Cyprien Verseux, a Ph.D. student majoring in biology, has spent years studying how to grow lettuce on a sloping volcano called Mauna Loa in the Hawaiian archipelago at 8,000 feet above sea level. He explained that Cyprien Verseux’s research was not very important in getting to the planets, but that it would be difficult to deliver enough of the basic food and oxygen needed for humans if space were to expand.
Since 2014, seed-based methods have been used on the ISS. The program, called Veggie, was led by Gioia Massa, a botanist at NASA Kennedy Space Center. The veggie is simple and easy to use. A mini-refrigerator-sized, easy-to-carry greenhouse for astronauts. There are small bags of seedlings. The bags of these seedlings also contain special fertilizers. It is a program that adjusts LED lights and electric fans to accommodate the growth of seedlings when in space.
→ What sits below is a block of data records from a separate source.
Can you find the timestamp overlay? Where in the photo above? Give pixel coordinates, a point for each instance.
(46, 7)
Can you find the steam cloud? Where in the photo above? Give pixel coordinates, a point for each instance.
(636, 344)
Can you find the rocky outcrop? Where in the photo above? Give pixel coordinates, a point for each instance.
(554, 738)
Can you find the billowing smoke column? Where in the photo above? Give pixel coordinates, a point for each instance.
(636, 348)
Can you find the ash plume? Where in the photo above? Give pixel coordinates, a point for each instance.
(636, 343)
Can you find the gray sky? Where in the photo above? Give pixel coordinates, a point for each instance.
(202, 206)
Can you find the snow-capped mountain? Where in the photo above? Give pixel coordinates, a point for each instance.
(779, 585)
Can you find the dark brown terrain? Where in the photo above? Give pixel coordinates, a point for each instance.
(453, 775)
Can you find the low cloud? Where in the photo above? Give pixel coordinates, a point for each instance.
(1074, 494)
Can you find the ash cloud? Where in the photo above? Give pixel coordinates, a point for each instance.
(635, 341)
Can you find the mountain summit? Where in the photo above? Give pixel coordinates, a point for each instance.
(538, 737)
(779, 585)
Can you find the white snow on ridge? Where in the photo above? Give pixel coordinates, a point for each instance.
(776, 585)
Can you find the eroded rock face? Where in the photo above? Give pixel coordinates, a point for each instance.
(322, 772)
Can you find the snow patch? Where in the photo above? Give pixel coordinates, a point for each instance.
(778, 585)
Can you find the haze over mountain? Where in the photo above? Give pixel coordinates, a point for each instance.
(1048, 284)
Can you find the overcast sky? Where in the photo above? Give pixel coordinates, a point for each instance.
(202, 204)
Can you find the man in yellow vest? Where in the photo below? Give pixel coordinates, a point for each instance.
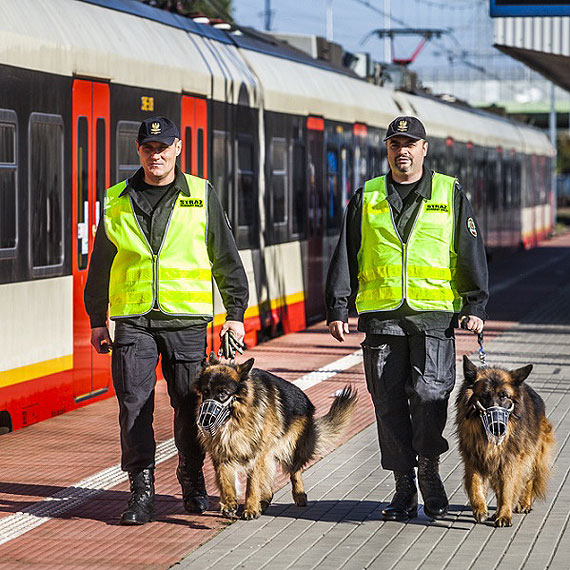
(411, 251)
(162, 237)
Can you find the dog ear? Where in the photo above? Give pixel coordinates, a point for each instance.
(520, 374)
(469, 371)
(244, 368)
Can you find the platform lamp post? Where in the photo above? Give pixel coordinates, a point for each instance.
(329, 22)
(552, 132)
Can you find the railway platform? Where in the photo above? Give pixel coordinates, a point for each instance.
(62, 492)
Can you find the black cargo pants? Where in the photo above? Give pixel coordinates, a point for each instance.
(134, 360)
(410, 379)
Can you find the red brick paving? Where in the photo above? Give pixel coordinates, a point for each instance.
(40, 460)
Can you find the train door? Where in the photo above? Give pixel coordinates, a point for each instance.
(314, 302)
(194, 131)
(91, 176)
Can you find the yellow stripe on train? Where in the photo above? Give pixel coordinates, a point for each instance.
(37, 370)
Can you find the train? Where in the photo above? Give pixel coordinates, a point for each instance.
(284, 137)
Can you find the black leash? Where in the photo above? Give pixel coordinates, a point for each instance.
(482, 353)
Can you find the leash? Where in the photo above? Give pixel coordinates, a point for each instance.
(482, 353)
(229, 346)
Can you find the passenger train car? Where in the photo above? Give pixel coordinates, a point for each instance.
(285, 139)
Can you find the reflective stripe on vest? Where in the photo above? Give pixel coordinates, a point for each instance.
(422, 271)
(184, 284)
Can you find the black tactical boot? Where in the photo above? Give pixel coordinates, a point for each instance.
(431, 486)
(191, 480)
(404, 504)
(140, 509)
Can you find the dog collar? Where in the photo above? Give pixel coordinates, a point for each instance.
(213, 414)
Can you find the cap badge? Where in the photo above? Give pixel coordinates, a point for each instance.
(402, 126)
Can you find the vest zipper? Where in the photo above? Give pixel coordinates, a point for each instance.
(404, 255)
(405, 251)
(160, 249)
(154, 277)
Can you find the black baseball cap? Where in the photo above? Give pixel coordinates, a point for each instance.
(158, 129)
(406, 126)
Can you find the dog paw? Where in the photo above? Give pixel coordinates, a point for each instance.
(229, 510)
(300, 499)
(265, 504)
(250, 514)
(503, 521)
(480, 516)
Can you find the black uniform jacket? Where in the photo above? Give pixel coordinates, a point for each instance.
(227, 267)
(471, 275)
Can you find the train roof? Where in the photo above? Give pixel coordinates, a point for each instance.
(147, 47)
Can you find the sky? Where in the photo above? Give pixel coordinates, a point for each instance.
(468, 26)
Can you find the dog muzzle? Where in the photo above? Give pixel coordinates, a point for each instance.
(213, 414)
(495, 421)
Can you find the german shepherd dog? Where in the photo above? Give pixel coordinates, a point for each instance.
(514, 452)
(267, 421)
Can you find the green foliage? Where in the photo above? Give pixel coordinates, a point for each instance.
(563, 154)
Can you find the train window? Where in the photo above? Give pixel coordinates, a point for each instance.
(247, 204)
(201, 153)
(127, 158)
(347, 172)
(334, 203)
(279, 181)
(82, 193)
(220, 169)
(299, 193)
(101, 167)
(373, 163)
(46, 193)
(188, 150)
(8, 184)
(360, 166)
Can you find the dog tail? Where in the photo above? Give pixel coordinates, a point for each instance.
(330, 426)
(543, 461)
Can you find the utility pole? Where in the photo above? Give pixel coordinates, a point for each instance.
(267, 15)
(387, 39)
(329, 20)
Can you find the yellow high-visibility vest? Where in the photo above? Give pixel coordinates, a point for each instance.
(179, 277)
(421, 271)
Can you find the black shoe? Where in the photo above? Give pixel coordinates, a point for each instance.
(431, 486)
(194, 494)
(140, 509)
(404, 504)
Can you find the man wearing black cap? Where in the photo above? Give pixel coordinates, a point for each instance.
(411, 251)
(161, 239)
The biggest challenge is to water the plants. In Microgravity, water does not stay on the surface as it does on Earth, and the droplets move in all directions, making it impossible to water the roots of plants as easily as on Earth. Although this problem cannot be solved, the ISS staff is busy with lettuce, Cabbage production They tried to cultivate kale.
These cultivars are small, but give astronauts the taste of fresh vegetables. However, even if only one lettuce leaf is produced per month, it is very different for astronauts who have been eating only light flavors for weeks. “People are tired of the food they eat over and over again,” Massa explains. “People who go into space lose weight, so these little crops can keep their appetite in check,” he said.